The drum up by the Obama administration on transparency has seemingly tapered off and the review board’s first report hasn’t even been published. According to Politico’s Mike Allen and Josh Gerstein, one member of the five-person panel, Michael Morell, who is a former member of the CIA, has put the 60-day report on hold. What seems to be a patched up excuse by Morell goes a little something like: since the intelligence community is off due to the government shutdown, our panel figured we’d be off, too.

Morell went on to tell both Politico reporters, “While the work we’re doing is important, it is no more important than – and quite frankly a lot less important – than a lot of the work being left undone by the government shutdown,” claiming that it’s simply of less importance to review the very intelligence community that came under severe scrutiny by Americans. And to be clear, the RGICT that’s headed by the Office of the Director of National Intelligence (DNI) was not actually affected by the shutdown, and voluntarily closed.

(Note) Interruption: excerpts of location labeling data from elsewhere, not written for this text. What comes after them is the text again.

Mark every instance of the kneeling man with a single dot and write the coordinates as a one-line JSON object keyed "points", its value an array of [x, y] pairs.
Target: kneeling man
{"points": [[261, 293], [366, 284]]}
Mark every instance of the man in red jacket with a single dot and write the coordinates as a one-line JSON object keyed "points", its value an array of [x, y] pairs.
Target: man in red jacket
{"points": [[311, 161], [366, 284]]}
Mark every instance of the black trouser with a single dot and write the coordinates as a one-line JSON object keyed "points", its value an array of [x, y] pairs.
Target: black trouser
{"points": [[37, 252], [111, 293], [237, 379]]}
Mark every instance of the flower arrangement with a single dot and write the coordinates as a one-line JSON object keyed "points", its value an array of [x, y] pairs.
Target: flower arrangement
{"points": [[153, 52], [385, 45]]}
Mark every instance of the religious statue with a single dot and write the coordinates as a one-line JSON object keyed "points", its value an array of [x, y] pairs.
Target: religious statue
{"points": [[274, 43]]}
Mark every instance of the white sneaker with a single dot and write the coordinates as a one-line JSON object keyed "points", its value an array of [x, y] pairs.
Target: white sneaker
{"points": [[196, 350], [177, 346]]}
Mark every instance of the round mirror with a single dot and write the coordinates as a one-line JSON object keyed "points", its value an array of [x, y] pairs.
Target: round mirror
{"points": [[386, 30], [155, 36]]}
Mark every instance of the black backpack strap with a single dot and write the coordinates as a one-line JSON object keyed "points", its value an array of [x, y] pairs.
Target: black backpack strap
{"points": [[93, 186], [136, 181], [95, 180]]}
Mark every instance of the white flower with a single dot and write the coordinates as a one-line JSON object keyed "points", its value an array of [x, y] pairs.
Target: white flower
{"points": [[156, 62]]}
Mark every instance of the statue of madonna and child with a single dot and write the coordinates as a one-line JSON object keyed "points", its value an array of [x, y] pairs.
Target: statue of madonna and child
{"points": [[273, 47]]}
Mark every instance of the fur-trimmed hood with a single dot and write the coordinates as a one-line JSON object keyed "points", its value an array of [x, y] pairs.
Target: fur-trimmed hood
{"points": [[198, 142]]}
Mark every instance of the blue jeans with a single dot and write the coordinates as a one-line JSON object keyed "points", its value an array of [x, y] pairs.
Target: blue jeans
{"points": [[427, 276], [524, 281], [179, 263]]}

Electronic Frontier Foundation’s Trevor Timm wrote that although Morell has claimed the entirety of the intelligence community is shutdown, it’s not the case. “Not off the job: the NSA employees conducting surveillance of US phone records, US internet traffic, and other internet activity of people who are considered 51% foreign.” About 70 percent of the intelligence community has been furloughed, leaving another 30 percent up for the task of surveillance. However, are these numbers completely correct?

NSA Director Keith Alexander testified last week that roughly 6,000 employees had been sent packing while government remains “shut down”. This leaves, according to the Washington Post, about 85 percent of the workforce still in tact or 30,000 jobs. So, as thousands of employees, but not even half, were forced from their intelligence workplace because of government shutdown, this alleged transparency review board is voluntarily taking some time off as well.

Review board member Morell also threw in a corkscrew, suggesting that government funding towards children cancer is more important than transparency. The review report, which should be handed to the Obama administration by Friday, appears to have taken a back seat, showing yet another fumble by government officials.

The delay by the review board shouldn’t come as any surprise. Besides President Obama tagging the board as “independent” from the government, civil liberties advocates argue that the board is anything but independent, and has direct ties to Washington.